TRASPORTI. Ue, la rete ferroviaria europea è sicura ma poco armonica

La sicurezza della rete ferroviaria è oggi al centro dell’attenzione dell’Unione Europea. In queste ore, infatti, si sta svolgendo a Bruxelles la conferenza "Railway safety: the way forward" che ha l’obiettivo di riesaminare le norme di sicurezza ferroviaria e le opportunità per migliorarle. La conferenza è stata convocata a seguito dell’incidente verificatosi il 29 giugno a Viareggio, dove un treno merci è deragliato e un carro merci è esploso provocando numerose vittime.

Il vicepresidente della Commissione Ue, Antonio Tajani, responsabile dei trasporti, ha preso parte alla conferenza e ha detto che "anche se il livello globale della sicurezza ferroviaria nell’Unione europea è elevato, la tragedia di Viareggio ci ricorda che non possiamo mai permetterci avere una fiducia eccessiva nel settore della sicurezza. Personalmente – ha aggiunto Tajani – ritengo che sia possibile innalzare ulteriormente i nostri livelli di sicurezza grazie a due elementi importanti: in primo luogo, dovremmo orientarci verso un sistema che comprenda anche controlli dei carri ferroviari a distanza; in secondo luogo, occorre rafforzare i poteri dell’Agenzia ferroviaria europea, ad esempio consentendo che prenda parte alle indagini condotte a livello nazionali in seguito agli incidenti".

Dunque a seguito della tragedia di Viareggio la Commissione Ue ha ritenuto appropriato un riesame delle norme e delle pratiche di sicurezza nel settore ferroviario e della qualità della loro attuazione.

La Commissione ha, inoltre, pubblicato una relazione sull’attuazione della direttiva riguardante la sicurezza ferroviaria e le direttive sull’interoperabilità ferroviaria che, insieme alla legislazione sull’accesso al mercato, costituiscono il quadro giuridico per uno spazio ferroviario europeo veramente integrato.

Risultato? La Commissione è globalmente soddisfatta della qualità dell’armonizzazione dei requisiti tecnici ma ritiene che le norme armonizzate siano attuate a un ritmo troppo lento. Questa situazione è dovuta anche al lungo ciclo di vita di alcune parti dei sistemi ferroviari, quali l’infrastruttura e il materiale rotabile.
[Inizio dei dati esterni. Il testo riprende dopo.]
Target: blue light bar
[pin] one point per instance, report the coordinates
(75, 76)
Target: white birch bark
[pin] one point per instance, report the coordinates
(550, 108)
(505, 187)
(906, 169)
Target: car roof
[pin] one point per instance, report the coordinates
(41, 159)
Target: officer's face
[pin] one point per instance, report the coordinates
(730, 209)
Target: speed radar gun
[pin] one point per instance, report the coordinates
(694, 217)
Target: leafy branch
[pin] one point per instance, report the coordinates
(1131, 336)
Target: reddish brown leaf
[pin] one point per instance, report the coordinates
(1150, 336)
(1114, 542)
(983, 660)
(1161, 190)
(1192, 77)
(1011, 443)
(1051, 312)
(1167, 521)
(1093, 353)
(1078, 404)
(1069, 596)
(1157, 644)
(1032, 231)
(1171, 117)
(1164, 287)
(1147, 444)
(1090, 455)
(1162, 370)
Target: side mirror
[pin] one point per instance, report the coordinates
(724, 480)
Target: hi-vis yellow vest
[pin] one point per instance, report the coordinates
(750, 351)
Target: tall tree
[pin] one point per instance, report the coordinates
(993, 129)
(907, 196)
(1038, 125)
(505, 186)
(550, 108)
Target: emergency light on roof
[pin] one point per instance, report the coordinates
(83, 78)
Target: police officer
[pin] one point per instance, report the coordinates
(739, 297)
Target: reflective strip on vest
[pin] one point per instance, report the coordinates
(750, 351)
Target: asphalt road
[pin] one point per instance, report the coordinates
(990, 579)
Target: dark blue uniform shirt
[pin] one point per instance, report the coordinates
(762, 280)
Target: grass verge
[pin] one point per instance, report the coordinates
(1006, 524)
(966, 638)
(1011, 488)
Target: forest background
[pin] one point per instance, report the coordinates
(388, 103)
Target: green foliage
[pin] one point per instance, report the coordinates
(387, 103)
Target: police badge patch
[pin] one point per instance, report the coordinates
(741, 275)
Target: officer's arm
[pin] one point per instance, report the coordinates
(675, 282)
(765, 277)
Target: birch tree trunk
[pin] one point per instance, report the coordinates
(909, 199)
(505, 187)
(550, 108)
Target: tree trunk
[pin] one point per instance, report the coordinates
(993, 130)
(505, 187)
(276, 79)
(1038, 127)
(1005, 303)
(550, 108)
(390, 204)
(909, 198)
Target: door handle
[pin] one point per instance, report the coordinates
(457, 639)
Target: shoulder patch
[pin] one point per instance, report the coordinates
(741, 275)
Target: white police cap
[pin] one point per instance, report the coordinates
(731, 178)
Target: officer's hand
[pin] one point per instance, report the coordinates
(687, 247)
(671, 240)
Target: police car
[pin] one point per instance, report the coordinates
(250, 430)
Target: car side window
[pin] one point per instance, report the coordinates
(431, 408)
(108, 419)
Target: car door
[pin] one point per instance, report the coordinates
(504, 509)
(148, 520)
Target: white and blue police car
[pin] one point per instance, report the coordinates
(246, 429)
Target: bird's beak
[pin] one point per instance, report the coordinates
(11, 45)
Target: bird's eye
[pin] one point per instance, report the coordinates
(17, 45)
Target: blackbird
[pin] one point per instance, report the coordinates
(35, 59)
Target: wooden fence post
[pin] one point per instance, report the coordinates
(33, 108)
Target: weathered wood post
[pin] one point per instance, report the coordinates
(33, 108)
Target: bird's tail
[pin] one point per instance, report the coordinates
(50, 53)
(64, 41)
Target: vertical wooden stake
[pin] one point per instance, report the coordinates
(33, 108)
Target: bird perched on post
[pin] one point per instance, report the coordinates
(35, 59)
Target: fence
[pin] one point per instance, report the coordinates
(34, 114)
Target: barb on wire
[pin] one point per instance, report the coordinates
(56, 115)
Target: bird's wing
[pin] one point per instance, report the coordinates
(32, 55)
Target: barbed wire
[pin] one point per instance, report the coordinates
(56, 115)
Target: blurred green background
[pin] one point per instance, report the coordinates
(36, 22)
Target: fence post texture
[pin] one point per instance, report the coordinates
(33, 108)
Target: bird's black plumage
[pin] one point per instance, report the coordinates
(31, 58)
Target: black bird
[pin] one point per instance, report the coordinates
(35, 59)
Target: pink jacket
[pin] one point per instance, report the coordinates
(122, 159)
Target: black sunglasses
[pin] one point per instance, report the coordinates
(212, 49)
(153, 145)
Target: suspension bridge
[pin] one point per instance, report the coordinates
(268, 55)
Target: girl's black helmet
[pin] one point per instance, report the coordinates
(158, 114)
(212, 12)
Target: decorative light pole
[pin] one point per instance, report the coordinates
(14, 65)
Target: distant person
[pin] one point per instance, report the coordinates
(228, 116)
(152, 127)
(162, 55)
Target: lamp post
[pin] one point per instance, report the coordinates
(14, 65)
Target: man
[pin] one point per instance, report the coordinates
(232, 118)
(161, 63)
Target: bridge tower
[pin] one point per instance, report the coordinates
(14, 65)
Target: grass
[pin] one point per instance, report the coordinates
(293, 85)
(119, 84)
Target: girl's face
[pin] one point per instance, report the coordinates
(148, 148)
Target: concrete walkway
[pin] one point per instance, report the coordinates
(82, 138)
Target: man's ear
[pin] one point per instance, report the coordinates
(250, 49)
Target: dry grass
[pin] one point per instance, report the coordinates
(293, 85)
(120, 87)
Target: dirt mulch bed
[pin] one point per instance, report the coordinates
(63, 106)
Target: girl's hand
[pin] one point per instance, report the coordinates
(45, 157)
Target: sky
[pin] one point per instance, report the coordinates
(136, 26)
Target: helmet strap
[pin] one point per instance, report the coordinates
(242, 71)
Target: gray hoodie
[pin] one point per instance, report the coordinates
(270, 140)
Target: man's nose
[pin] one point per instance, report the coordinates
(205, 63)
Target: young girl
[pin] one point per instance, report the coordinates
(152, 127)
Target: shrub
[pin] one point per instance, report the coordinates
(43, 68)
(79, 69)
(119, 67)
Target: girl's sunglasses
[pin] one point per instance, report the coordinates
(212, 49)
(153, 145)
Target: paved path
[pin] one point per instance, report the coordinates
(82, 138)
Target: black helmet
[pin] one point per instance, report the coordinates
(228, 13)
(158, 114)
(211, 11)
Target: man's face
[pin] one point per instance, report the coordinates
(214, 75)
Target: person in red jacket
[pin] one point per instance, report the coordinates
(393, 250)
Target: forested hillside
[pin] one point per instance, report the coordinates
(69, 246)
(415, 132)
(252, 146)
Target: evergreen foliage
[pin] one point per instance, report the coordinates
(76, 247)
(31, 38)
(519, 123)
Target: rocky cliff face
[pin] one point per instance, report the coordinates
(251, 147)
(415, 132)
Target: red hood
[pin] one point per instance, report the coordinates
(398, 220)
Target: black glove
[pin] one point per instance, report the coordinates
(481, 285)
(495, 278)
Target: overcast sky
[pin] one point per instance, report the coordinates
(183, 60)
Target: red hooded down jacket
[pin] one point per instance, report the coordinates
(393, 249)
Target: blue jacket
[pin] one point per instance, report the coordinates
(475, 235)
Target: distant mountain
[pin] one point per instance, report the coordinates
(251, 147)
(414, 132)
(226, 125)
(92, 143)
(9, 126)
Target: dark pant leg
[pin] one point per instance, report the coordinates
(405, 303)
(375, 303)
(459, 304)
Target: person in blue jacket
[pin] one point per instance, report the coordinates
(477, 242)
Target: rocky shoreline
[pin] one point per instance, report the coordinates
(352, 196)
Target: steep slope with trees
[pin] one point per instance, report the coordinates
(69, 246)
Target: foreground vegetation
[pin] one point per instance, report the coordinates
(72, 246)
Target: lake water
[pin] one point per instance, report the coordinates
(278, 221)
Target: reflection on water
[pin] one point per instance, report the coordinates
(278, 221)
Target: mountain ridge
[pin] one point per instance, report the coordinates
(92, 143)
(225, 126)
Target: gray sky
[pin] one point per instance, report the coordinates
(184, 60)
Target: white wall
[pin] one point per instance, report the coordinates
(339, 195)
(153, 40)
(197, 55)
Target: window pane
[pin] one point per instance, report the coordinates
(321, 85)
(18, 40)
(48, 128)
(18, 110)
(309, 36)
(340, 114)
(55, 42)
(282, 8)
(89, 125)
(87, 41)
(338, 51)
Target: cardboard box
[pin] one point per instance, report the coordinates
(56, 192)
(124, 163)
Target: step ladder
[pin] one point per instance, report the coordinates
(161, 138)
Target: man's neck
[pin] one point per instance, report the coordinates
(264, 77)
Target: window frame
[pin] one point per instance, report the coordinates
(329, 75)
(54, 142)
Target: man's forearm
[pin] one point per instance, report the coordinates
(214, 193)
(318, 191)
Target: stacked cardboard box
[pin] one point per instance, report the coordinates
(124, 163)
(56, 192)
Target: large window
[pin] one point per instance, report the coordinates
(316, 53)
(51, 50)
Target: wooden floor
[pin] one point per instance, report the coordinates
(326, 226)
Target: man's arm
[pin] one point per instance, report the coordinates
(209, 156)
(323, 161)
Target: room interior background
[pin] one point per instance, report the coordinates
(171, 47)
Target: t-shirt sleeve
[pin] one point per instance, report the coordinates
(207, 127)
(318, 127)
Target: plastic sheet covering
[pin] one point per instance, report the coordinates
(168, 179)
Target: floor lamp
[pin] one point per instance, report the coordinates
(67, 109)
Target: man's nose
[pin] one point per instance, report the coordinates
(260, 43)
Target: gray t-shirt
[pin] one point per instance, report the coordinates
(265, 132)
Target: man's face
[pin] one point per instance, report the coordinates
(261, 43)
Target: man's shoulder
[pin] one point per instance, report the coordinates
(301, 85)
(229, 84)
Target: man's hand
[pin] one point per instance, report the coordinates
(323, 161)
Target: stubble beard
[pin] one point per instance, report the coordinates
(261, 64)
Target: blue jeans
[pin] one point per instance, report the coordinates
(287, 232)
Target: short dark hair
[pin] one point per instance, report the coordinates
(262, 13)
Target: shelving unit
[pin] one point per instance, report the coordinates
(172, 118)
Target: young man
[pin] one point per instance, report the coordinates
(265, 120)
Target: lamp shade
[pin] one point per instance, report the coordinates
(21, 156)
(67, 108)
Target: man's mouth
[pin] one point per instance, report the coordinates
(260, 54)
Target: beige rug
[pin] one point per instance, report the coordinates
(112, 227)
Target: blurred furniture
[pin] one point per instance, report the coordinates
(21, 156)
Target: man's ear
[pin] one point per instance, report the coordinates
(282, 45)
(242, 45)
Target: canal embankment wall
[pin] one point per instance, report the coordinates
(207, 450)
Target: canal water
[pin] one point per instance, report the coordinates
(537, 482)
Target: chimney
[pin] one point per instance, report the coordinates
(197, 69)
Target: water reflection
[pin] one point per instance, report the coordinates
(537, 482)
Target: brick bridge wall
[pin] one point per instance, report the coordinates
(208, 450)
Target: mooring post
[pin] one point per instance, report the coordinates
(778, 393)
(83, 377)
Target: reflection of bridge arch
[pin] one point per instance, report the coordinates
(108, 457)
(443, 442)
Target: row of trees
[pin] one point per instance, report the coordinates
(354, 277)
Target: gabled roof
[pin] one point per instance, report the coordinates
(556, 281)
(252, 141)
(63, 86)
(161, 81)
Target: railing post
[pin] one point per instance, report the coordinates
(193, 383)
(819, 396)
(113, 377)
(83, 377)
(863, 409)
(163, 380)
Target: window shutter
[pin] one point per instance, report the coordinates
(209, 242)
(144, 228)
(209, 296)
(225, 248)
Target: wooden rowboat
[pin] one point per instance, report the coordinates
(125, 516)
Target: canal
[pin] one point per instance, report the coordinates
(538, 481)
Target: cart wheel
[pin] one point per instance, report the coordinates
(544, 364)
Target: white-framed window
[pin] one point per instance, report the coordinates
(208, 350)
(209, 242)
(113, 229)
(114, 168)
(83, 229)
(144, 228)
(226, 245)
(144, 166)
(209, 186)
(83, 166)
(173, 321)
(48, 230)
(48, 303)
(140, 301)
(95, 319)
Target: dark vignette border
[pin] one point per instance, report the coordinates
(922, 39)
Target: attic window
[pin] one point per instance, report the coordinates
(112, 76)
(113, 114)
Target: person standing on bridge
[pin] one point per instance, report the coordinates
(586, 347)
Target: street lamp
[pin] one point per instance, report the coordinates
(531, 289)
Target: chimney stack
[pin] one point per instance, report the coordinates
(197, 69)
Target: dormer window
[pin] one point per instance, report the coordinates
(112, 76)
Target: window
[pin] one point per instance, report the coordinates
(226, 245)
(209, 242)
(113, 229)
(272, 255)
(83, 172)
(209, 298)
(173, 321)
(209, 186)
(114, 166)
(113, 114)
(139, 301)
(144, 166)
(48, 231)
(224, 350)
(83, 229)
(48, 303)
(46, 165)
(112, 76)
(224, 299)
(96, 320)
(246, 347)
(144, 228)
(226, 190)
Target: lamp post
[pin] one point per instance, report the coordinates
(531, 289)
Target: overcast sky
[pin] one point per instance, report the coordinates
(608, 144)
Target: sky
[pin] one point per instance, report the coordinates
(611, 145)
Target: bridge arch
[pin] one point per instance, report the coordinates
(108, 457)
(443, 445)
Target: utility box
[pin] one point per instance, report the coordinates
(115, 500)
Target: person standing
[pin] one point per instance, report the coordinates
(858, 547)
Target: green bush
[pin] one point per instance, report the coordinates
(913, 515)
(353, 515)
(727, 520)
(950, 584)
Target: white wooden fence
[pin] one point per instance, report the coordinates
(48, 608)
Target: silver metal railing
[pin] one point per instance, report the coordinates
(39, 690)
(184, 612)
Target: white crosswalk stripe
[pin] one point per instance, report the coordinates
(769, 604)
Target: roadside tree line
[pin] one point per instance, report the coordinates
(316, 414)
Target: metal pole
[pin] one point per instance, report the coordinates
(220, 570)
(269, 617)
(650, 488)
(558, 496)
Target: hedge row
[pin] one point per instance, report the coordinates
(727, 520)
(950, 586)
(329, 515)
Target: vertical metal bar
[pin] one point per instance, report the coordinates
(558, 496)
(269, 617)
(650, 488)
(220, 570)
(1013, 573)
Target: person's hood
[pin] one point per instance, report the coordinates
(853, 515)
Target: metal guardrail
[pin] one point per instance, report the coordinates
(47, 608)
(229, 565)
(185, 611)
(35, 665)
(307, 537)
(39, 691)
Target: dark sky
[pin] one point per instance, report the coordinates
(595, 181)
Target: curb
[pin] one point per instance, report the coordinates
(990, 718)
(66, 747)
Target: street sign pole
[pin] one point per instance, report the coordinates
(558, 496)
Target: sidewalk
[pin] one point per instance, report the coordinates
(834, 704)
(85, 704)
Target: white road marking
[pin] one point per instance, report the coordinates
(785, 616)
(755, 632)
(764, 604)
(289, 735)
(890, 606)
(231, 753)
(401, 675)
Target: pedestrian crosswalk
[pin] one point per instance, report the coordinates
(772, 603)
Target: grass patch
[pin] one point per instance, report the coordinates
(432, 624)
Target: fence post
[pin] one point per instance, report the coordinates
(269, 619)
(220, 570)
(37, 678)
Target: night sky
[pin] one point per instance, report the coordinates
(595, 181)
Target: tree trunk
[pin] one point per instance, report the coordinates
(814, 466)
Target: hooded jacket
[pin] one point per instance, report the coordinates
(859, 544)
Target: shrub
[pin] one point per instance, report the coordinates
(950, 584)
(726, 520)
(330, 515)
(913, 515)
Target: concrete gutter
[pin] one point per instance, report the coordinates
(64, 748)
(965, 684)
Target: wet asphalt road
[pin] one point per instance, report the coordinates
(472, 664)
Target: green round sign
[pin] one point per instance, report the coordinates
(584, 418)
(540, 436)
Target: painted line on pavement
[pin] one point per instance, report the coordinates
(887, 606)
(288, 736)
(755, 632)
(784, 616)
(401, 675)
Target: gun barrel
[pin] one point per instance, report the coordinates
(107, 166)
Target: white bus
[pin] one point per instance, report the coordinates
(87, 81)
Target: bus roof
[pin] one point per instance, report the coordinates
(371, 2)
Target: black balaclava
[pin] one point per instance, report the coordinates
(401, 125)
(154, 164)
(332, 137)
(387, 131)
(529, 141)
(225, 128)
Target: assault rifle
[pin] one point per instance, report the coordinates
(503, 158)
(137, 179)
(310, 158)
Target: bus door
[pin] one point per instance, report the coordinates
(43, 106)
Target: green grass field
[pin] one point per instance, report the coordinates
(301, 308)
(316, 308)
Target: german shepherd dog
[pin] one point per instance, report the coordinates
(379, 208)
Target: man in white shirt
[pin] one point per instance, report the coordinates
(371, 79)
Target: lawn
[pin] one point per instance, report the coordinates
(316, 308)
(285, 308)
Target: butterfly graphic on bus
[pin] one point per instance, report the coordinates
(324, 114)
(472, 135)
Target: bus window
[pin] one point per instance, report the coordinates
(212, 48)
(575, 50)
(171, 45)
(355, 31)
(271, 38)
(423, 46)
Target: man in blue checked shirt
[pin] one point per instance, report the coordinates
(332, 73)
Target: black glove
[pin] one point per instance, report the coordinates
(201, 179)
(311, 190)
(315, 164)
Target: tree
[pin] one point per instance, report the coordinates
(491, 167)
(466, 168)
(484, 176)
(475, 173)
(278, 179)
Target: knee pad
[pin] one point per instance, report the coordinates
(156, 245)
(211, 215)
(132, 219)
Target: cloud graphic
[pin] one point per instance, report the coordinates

Per quanto riguarda lo sviluppo del mercato l’analisi è positiva: creazione di nuove imprese, riduzione dei costi di ingresso sul mercato e competitività delle ferrovie nei confronti degli altri modi di trasporto.

Dal punto di vista della sicurezza delle ferrovie, le statistiche indicano che il sistema ferroviario nell’Ue è caratterizzato da un livello elevato di sicurezza e che le modifiche organizzative introdotte dalla normativa comunitaria non solo non hanno avuto un impatto negativo sulla sicurezza ma anzi dovrebbero migliorarne i livelli di sicurezza a breve e medio termine.

Purtroppo persistono ostacoli all’ingresso sul mercato a livello nazionale, in termini di costi, durata delle procedure di omologazione e loro disparità in Europa, oltre che una mancanza di trasparenza o prevedibilità.

Si prevedono progressi significativi in questo settore, grazie, da un lato, all’armonizzazione dei certificati di sicurezza per le imprese ferroviarie e all’introduzione di metodi comuni di sicurezza e, dall’altro, alla direttiva modificata sull’interoperabilità, che imporrà il riconoscimento transnazionale delle norme nazionali per autorizzare la messa in servizio dei veicoli ferroviari. Per questo motivo la Commissione intende concentrare gli sforzi sull’attuazione delle specifiche tecniche che offriranno vantaggi significativi a breve e medio termine, quali le applicazioni telematiche riguardanti il segnalamento e il trasporto merci e passeggeri.